Plans for multifaith center in the works

November 18, 2009

The Pendulum

LEAF President, junior Ross Denyer, and senior Jade Theiere sing hymns at the weekly LEAF service in Holt Chapel on Sunday. Photo by Brian Allenby

In about two years, Elon University students will be able to take a larger part in religious life on campus.

Faculty and students are currently in the planning process for a multifaith center, which would accommodate all different religions as well as religious organizations on campus.

Vice President and Dean of Student Life Smith Jackson and music professor Todd Coleman are currently co-chairing the multifaith center and identity houses committee.

The committee was established by President Leo Lambert, who hoped to place an emphasis on increasing religious diversity, Coleman said. The committee consists of students and faculty who represent different religious affiliations

“It’s a great process to see the development,” sophomore committee member Raj Rawal said. “The religious center is one of the best ideas Elon has had. I feel like having more awareness of what’s going on in other cultures and religions and how we get along is very important, and how critical religion is on college campuses.”

Rawal, who is Hindu, helps out with the statistics in determining the religious demographics of students who may benefit from the center. He said he hopes to implement research groups and surveys to find out more about students’ religious views.

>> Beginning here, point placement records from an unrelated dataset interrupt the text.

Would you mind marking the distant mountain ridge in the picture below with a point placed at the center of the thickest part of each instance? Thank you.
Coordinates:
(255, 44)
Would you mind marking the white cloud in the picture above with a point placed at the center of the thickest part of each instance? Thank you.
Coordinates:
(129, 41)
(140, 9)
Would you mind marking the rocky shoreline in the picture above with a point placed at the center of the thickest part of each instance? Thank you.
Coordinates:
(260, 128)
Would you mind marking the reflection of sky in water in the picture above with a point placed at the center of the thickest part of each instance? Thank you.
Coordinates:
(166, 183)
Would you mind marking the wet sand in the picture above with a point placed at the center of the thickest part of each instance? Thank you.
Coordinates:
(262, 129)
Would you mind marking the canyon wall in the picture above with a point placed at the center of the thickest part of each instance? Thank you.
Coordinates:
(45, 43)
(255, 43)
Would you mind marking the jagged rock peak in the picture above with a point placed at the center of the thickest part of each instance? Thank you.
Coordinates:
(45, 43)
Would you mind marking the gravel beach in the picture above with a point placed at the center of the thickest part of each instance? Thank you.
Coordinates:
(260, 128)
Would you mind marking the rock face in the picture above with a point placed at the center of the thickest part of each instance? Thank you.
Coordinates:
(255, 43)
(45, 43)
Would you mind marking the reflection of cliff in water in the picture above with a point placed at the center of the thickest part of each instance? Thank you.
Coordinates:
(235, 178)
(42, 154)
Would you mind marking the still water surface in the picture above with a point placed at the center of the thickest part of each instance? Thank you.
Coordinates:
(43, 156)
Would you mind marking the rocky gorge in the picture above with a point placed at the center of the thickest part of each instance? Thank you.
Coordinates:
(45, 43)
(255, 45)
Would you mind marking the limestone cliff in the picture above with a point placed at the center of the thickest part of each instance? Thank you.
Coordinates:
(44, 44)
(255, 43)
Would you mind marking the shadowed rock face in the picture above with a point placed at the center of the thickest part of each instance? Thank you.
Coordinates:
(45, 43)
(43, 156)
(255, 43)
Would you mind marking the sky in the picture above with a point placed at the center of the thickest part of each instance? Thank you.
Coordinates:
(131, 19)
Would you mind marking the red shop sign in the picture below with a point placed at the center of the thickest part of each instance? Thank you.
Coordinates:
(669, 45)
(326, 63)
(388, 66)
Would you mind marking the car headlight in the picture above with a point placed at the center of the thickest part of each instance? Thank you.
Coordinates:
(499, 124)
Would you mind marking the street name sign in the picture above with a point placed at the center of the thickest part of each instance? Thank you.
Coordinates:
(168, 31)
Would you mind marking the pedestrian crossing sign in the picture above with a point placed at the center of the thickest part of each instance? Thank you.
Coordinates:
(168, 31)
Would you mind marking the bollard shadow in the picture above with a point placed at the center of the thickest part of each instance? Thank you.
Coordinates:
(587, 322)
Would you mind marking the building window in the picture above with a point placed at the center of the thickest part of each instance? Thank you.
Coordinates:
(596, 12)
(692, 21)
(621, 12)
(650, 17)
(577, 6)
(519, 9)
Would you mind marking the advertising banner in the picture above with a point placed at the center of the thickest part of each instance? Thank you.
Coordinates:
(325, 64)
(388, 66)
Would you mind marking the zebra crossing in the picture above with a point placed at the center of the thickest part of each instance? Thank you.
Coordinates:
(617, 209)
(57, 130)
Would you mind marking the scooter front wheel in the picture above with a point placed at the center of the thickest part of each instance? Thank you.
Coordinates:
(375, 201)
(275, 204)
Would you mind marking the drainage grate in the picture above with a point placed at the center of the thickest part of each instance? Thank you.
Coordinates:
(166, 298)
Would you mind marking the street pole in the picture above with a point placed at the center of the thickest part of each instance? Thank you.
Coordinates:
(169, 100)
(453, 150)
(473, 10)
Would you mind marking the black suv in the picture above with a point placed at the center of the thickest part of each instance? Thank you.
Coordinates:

Currently the main committee is split into three sub-committees. One committee is traveling to different colleges and universities throughout the country to better understand their religious centers. One is gathering data to find out the makeup of the student body and get the opinions of students on religious life at Elon. Another is creating a mission statement detailing what religious and spiritual life at Elon should look like.

According to Coleman, the center will most likely contain one main sacred space that could hold about 200 people. There will be offices for religious life leaders such as Father Gerry Waterman, as well as religious organization leaders. Coleman said he thinks there will also be some sort of main social space and spaces for teaching as well.

LEAF, Lutherans, Episcopalians and Friends) currently holds its weekly worship service every Sunday in Holt Chapel and holds meetings in the Truitt Center.

LEAF student president junior Ross Denyer said he has greatly appreciated the use of the Truitt Center, but having a separate center like this would make things easier.

“I think this would be a wonderful opportunity for LEAF or any religious organization,” Denyer said. “It’s very important because there need to be more opportunities for religious organizations to come together regardless of faith or spiritual center.”

The Baptist Student Union takes up Moseley 215 for two hours each week for meetings and could use the extra space, president Sam Jennings said.

“It is really hard to find a meeting room on campus to house a medium sized group of individuals,” Jennings said. “Therefore this center will allow us to have somewhere to meet and have leadership meetings as well.”

Senior Avra Stackpole, president of Hillel, is also looking forward to what the center could bring to the Jewish student organization. Currently, Hillel uses the Newman Center, the Truitt Center and Moseley to host ceremonies and meetings.

“I think it will be nice to sort of have a place where we can have larger meetings and we can also hold events,” Stackpole said. “As the Jewish population continues to grow at Elon, we have more of a need for different things. I think it would be nice to have a place that feels comfortable, and somewhere you can go and take a deep breath.”

In April, the committee will make the recommendations that are being planned to the Board of Trustees. From there, the board will begin looking into funding and execution of the center, which will not be complete for more than two years, Coleman said.

“It’s something President Lambert feels strongly about,” Coleman said. “It’s a visible symbol that says we want to encourage each other in meaningful conversations about religion that is warm and friendly. The multifaith center looks outward in a way that seeks to be more understanding and sympathetic with other points of view.”

The second step of the process will be to hold open campus forums that will take place for student input on the center. They will be at 4:15 p.m. Dec. 1. in Koury 145. All students are welcome to attend.